Nowy ekran, nowy rysik
Niby rozdzielczość ta sama, co w N7000, niby też matryca Super AMOLED, a jednak doszło do ciekawej metamorfozy. Otóż zmianie uległa przede wszystkim przekątna ekranu. W Galaxy Note II urosła z 5,3” do 5,5”. Ewoluowały przy okazji proporcje, osiągając wynik 16:9, co pociągnęło za sobą niewielką zmianę podziałki – 720 x 1280 px wraz z zagęszczeniem pikseli, które liczyło 267 ppi.

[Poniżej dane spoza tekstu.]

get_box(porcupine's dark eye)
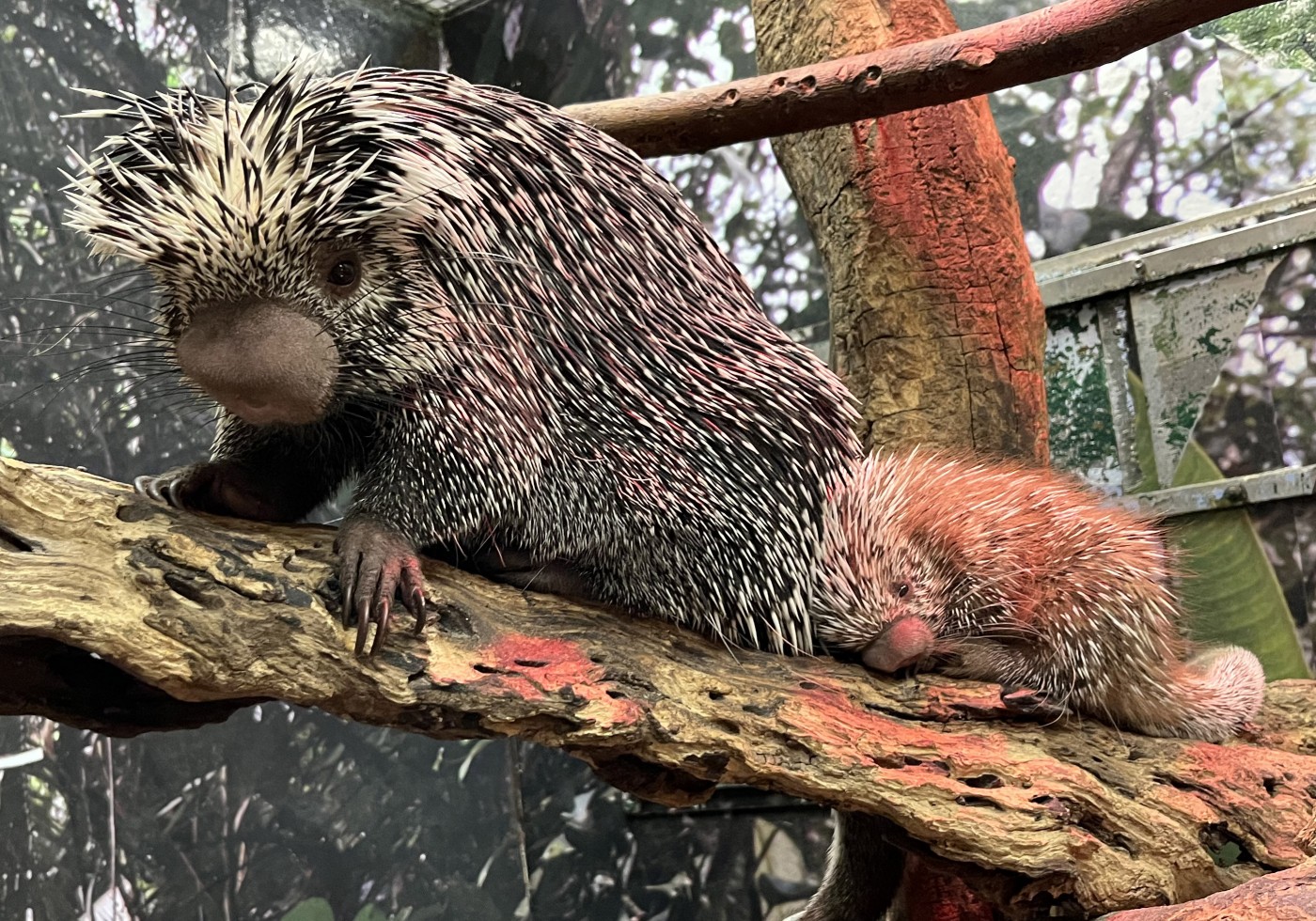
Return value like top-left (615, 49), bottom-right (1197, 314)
top-left (325, 257), bottom-right (361, 289)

Dzięki matrycy Super AMOLED kolory były intensywne i nasycone. Czarowały widza cukierkowym obliczem, a widz z przyjemnością ulegał tej magii.
W obudowie nowej odsłony Galaxy Note gościł rysik S-Pen. Znany i ceniony z pierwszej generacji, choć tym razem usprawniony. Do obsługi zadań nie trzeba było w ogóle dotykać ekranu. Wystarczyło trzymać gadżet tuż ponad szklaną taflą, reszta działa się sama.
Co ciekawe, przeskok wielkościowy ekranu nie spowodował zwiększenia ciężaru. Galaxy Note II, choć większy, ważył tylko 5 gramów więcej niż Galaxy Note N7000.